Kau kembali menggeser cangkir
kopimu dan menggenggam cangkir itu dengan kedua tanganmu. Tidak lama kemudian
kau relungkan telapak tanganku di bibir leherku. Aku terkaget dengan maksudmu,
namun aku membiarkan saja dirimu. Kulihat semburat senyum dari wajahmu, kenapa
kau tersenyum tanyaku dalam hati.
“Warm?” Tanyanya.
Aku hanya mengangguk dan mencoba
sisa-sisa kehangatan dari telapak tanganmu. Kulihat kini matamu berkaca-kaca.
Air matamu keluar tertahan di kelopak matamu. Aku genggam kedua tanganmu yang
masih tergantung di leherku. Aku memiringkan kepalaku, menyiratkan tanda tanya
kepadanya. Kulihat gigi-gigi mu tersembul dibalik bibir tipismu. Aku kira kau
hendak tertawa, tetapi kemana suara lepas itu pergi. Sekarang bukan hanya air
mata yang kau tahan, tetapi juga suara dalam kerongkonganmu.
Perlahan dia melepaskan kedua
tangannya dari leherku, begitu juga dengan tanganku yang menggenggamnya.
Dia mencondongkan badannya ke
arahku. Mukanya dan mukaku, yang saling berhadapan. Dua ekspresi berbeda.
Dirimu kulihat ekspresi kebebasan dan ketakutan, sedangkan mukaku sendiri
adalah ekspresi tanda tanya dan kebingungan.
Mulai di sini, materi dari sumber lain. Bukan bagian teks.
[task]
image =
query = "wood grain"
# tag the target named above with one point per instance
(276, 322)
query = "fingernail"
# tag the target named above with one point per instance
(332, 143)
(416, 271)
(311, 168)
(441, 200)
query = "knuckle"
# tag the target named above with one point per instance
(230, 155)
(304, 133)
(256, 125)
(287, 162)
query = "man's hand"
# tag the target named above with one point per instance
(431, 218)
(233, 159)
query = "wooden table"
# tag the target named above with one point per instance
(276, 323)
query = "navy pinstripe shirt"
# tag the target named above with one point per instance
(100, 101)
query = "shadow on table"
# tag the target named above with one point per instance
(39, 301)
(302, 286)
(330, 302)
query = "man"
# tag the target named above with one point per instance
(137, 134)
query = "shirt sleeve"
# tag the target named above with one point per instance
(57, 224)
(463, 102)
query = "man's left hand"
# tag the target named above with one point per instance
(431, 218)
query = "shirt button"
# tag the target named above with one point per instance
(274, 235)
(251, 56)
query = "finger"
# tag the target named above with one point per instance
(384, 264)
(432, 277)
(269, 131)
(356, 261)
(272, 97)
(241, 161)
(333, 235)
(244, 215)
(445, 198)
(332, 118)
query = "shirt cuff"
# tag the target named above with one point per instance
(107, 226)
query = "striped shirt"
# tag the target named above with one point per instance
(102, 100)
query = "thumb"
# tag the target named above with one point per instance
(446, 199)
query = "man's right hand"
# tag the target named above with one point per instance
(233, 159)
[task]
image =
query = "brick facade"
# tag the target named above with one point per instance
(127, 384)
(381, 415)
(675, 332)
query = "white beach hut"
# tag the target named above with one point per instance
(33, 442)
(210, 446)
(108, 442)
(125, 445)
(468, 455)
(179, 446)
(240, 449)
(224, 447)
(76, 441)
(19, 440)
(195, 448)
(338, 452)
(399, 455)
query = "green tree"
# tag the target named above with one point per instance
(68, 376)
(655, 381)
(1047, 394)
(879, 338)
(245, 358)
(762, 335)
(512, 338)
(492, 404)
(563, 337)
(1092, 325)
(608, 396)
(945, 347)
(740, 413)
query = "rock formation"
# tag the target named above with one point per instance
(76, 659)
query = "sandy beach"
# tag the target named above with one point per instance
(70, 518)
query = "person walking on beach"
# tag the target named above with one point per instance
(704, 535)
“I wanna say good bye.” Katamu
pelan.
Tidak perlu sebuah alasan yang
panjang dan masuk akal ,aku sudah mengerti maksudmu. Tidak perlu bertanya
karena dirimu pun tidak tahu jawabnya saat ini. Aku tahu itu dan aku tahu tidak
bisa menghambatmu.
Kau beranjak dari tempat dudukmu,
berdiri di depanku. Menunduk kepadaku dengan tatapan penuh keyakinan sementara
aku hanya diam menatap lurus ke arah perutmu yang kurus. Kau mengelus rambutku
dengan tangan kananmu. Seolah merestui atau mengamini diriku dengan kehidupan
supaya selamat.
Aku masih diam terduduk kaku
sementara kau mulai melangkah menuju pintu. Katamu pintu itu adalah pintu
menuju kehidupan yang tak pernah kita lihat sebelumnya. Dalam sistem atau
diluar sistem adalah pilihan. Katamu mungkin kehidupan adalah sebuah sistem yang
dikonstruksi, tetapi kita bisa memilih untuk hidup diluar sistem yang ada.
Kudengar decitan pintu yang kau
buka dengan keyakinanmu. Kini kau pergi, sementara aku disini. Di rumahku.